Yakir Gabay (Crédit : Avisco)

« Le Conseil de la paix jouera un rôle essentiel dans la mise en œuvre des 20 points du plan du président, en assurant un travail de supervision stratégique, en mobilisant des ressources internationales et en garantissant la prise de responsabilité, alors que Gaza va passer du conflit à la paix et au développement », a déclaré la Maison Blanche.

« Les États-Unis restent pleinement déterminés à soutenir ce cadre de transition, en travaillant en étroite collaboration avec Israël, avec les principaux pays arabes et avec la communauté internationale afin d’atteindre les objectifs [du plan en 20 points de Trump pour mettre fin à la guerre à Gaza] », a poursuivi Washington. « Le président appelle toutes les parties à coopérer pleinement avec le NCAG, avec le Conseil de la paix et avec la Force internationale de stabilisation, avec pour objectif de garantir la mise en œuvre rapide et réussie du plan en 20 points. »

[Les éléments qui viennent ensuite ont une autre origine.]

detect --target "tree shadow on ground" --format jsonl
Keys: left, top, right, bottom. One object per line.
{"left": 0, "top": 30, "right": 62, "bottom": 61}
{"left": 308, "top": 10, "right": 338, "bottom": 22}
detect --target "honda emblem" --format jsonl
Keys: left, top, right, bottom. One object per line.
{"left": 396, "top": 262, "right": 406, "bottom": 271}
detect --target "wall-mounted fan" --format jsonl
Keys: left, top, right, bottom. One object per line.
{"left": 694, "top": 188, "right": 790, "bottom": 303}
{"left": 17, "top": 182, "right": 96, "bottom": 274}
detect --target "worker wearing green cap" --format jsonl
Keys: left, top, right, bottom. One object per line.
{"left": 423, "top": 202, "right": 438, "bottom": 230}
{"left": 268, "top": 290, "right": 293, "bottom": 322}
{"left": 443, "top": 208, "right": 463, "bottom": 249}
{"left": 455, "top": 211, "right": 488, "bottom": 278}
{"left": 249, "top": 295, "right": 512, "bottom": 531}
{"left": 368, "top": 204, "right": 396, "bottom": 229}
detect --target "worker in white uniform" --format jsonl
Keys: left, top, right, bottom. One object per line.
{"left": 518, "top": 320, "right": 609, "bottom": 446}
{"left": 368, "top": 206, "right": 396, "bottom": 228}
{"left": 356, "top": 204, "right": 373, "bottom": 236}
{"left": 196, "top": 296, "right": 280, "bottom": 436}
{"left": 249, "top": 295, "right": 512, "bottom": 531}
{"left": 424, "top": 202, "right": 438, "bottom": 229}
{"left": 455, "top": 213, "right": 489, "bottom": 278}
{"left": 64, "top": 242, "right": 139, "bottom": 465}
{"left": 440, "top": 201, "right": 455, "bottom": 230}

En plus du Comité exécutif pour Gaza, la Maison Blanche a également rendu public un autre groupe de travail, le « Comité exécutif fondateur » – même s’il est en grande partie composé de membres appartenant à l’autre Comité exécutif et qu’il porte d’ailleurs le même nom.

Marc Rowan, directeur général d’Apollo Global Management, s’exprimant lors du Global Financial Leaders’ Investment Summit, à Hong Kong, le 7 novembre 2023. (Crédit : Peter Parks/AFP)

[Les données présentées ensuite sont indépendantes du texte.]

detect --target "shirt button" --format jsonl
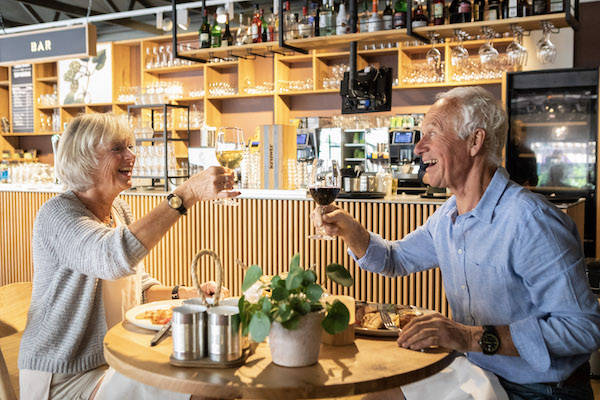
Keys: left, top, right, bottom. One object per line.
{"left": 458, "top": 249, "right": 463, "bottom": 255}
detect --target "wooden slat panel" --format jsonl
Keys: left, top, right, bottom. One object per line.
{"left": 0, "top": 192, "right": 449, "bottom": 316}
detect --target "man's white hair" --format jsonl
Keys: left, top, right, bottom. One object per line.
{"left": 437, "top": 86, "right": 508, "bottom": 167}
{"left": 55, "top": 113, "right": 132, "bottom": 191}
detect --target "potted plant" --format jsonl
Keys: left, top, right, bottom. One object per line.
{"left": 238, "top": 254, "right": 354, "bottom": 367}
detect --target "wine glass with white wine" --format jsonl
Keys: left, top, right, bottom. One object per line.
{"left": 214, "top": 127, "right": 245, "bottom": 206}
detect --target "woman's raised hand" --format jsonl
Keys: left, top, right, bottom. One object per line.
{"left": 178, "top": 166, "right": 240, "bottom": 206}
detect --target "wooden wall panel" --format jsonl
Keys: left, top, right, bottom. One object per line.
{"left": 0, "top": 191, "right": 449, "bottom": 316}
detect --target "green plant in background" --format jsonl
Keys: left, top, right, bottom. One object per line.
{"left": 238, "top": 254, "right": 354, "bottom": 343}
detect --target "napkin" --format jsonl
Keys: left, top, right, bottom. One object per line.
{"left": 401, "top": 355, "right": 509, "bottom": 400}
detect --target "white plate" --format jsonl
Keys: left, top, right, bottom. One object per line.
{"left": 125, "top": 300, "right": 183, "bottom": 331}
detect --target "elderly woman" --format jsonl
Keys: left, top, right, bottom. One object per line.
{"left": 18, "top": 113, "right": 236, "bottom": 400}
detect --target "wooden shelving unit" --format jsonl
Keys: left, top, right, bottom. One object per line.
{"left": 0, "top": 13, "right": 573, "bottom": 158}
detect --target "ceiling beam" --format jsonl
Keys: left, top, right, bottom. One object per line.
{"left": 0, "top": 17, "right": 25, "bottom": 28}
{"left": 53, "top": 11, "right": 60, "bottom": 21}
{"left": 102, "top": 0, "right": 120, "bottom": 13}
{"left": 135, "top": 0, "right": 154, "bottom": 8}
{"left": 16, "top": 0, "right": 162, "bottom": 34}
{"left": 20, "top": 4, "right": 45, "bottom": 23}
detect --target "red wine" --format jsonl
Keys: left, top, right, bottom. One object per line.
{"left": 309, "top": 187, "right": 340, "bottom": 205}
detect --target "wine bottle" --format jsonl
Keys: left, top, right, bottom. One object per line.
{"left": 319, "top": 0, "right": 334, "bottom": 36}
{"left": 261, "top": 8, "right": 268, "bottom": 42}
{"left": 298, "top": 2, "right": 313, "bottom": 38}
{"left": 472, "top": 0, "right": 484, "bottom": 20}
{"left": 252, "top": 4, "right": 261, "bottom": 43}
{"left": 383, "top": 0, "right": 394, "bottom": 30}
{"left": 485, "top": 0, "right": 501, "bottom": 19}
{"left": 199, "top": 6, "right": 210, "bottom": 48}
{"left": 393, "top": 0, "right": 407, "bottom": 28}
{"left": 368, "top": 0, "right": 383, "bottom": 31}
{"left": 412, "top": 2, "right": 428, "bottom": 27}
{"left": 432, "top": 0, "right": 444, "bottom": 25}
{"left": 210, "top": 14, "right": 222, "bottom": 48}
{"left": 337, "top": 1, "right": 348, "bottom": 35}
{"left": 458, "top": 0, "right": 472, "bottom": 22}
{"left": 314, "top": 2, "right": 321, "bottom": 36}
{"left": 359, "top": 0, "right": 369, "bottom": 32}
{"left": 222, "top": 14, "right": 233, "bottom": 47}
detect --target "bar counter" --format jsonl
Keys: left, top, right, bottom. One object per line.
{"left": 0, "top": 185, "right": 585, "bottom": 318}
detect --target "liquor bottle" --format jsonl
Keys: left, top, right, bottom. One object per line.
{"left": 314, "top": 2, "right": 321, "bottom": 36}
{"left": 222, "top": 13, "right": 233, "bottom": 46}
{"left": 298, "top": 2, "right": 313, "bottom": 38}
{"left": 458, "top": 0, "right": 472, "bottom": 22}
{"left": 549, "top": 0, "right": 563, "bottom": 12}
{"left": 501, "top": 0, "right": 509, "bottom": 18}
{"left": 472, "top": 0, "right": 484, "bottom": 20}
{"left": 532, "top": 0, "right": 547, "bottom": 14}
{"left": 383, "top": 0, "right": 394, "bottom": 30}
{"left": 393, "top": 0, "right": 407, "bottom": 28}
{"left": 485, "top": 0, "right": 501, "bottom": 19}
{"left": 272, "top": 0, "right": 280, "bottom": 40}
{"left": 252, "top": 4, "right": 261, "bottom": 43}
{"left": 432, "top": 0, "right": 444, "bottom": 25}
{"left": 368, "top": 0, "right": 383, "bottom": 32}
{"left": 412, "top": 2, "right": 428, "bottom": 27}
{"left": 199, "top": 6, "right": 210, "bottom": 48}
{"left": 210, "top": 14, "right": 222, "bottom": 48}
{"left": 319, "top": 0, "right": 334, "bottom": 36}
{"left": 267, "top": 7, "right": 276, "bottom": 41}
{"left": 359, "top": 0, "right": 369, "bottom": 32}
{"left": 336, "top": 1, "right": 348, "bottom": 35}
{"left": 519, "top": 0, "right": 530, "bottom": 16}
{"left": 261, "top": 8, "right": 268, "bottom": 42}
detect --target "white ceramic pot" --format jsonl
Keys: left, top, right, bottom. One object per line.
{"left": 268, "top": 311, "right": 324, "bottom": 367}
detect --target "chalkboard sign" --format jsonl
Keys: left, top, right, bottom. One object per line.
{"left": 11, "top": 64, "right": 34, "bottom": 133}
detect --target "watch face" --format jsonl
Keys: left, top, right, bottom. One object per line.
{"left": 169, "top": 195, "right": 183, "bottom": 209}
{"left": 480, "top": 332, "right": 500, "bottom": 355}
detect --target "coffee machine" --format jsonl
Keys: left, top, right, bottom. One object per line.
{"left": 389, "top": 129, "right": 425, "bottom": 194}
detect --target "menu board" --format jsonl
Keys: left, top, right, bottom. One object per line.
{"left": 11, "top": 64, "right": 34, "bottom": 133}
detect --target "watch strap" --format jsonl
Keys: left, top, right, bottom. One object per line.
{"left": 171, "top": 285, "right": 180, "bottom": 300}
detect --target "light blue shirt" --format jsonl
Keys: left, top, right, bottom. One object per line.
{"left": 351, "top": 168, "right": 600, "bottom": 384}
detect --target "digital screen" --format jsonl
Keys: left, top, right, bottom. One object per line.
{"left": 393, "top": 131, "right": 414, "bottom": 144}
{"left": 297, "top": 133, "right": 308, "bottom": 145}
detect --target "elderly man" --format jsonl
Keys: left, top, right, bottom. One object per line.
{"left": 315, "top": 86, "right": 600, "bottom": 399}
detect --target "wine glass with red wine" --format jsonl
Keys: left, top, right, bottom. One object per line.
{"left": 308, "top": 159, "right": 341, "bottom": 240}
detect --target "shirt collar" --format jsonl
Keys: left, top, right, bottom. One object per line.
{"left": 469, "top": 167, "right": 510, "bottom": 224}
{"left": 443, "top": 167, "right": 510, "bottom": 224}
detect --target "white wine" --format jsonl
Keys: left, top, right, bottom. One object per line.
{"left": 216, "top": 150, "right": 243, "bottom": 169}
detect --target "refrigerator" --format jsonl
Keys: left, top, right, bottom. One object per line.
{"left": 505, "top": 68, "right": 599, "bottom": 256}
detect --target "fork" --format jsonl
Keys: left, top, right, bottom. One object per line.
{"left": 379, "top": 310, "right": 399, "bottom": 331}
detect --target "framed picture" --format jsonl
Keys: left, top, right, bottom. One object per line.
{"left": 58, "top": 42, "right": 111, "bottom": 105}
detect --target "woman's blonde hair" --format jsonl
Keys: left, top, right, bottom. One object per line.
{"left": 55, "top": 113, "right": 133, "bottom": 191}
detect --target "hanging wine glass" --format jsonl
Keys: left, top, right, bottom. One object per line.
{"left": 479, "top": 27, "right": 499, "bottom": 66}
{"left": 507, "top": 25, "right": 528, "bottom": 69}
{"left": 537, "top": 21, "right": 557, "bottom": 65}
{"left": 425, "top": 32, "right": 441, "bottom": 70}
{"left": 451, "top": 30, "right": 469, "bottom": 67}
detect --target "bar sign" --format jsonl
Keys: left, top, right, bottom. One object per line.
{"left": 0, "top": 24, "right": 96, "bottom": 66}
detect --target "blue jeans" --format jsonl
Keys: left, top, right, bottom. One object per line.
{"left": 498, "top": 377, "right": 594, "bottom": 400}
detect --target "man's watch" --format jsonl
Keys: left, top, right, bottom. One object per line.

Aux côtés de Witkoff, Kushner, Blair et Rowan, ce panel comprend parmi ses membres le secrétaire d’État américain Marco Rubio, le président de la Banque mondiale Ajay Banga et l’ancien conseiller adjoint à la sécurité nationale de Trump, Robert Gabriel.

La Maison Blanche a indiqué que chaque membre de ce comité exécutif  « supervisera un portefeuille essentiel à la stabilisation et au succès à long terme de Gaza, avec notamment – une liste non exhaustive – le renforcement des capacités de gouvernance, les relations régionales, la reconstruction, l’attraction des investissements, le financement à grande échelle et la mobilisation de capitaux ».

La Maison Blanche n’a pas répondu aux demandes d’éclaircissements concernant l’importance de ce comité particulier.

Une source a expliqué au Times of Israel que ce nouveau comité exécutif ne jouerait pas un rôle essentiel dans la prise de décision. Le communiqué de la Maison Blanche a indiqué que les membres  des deux comités seraient annoncés dans les prochaines semaines.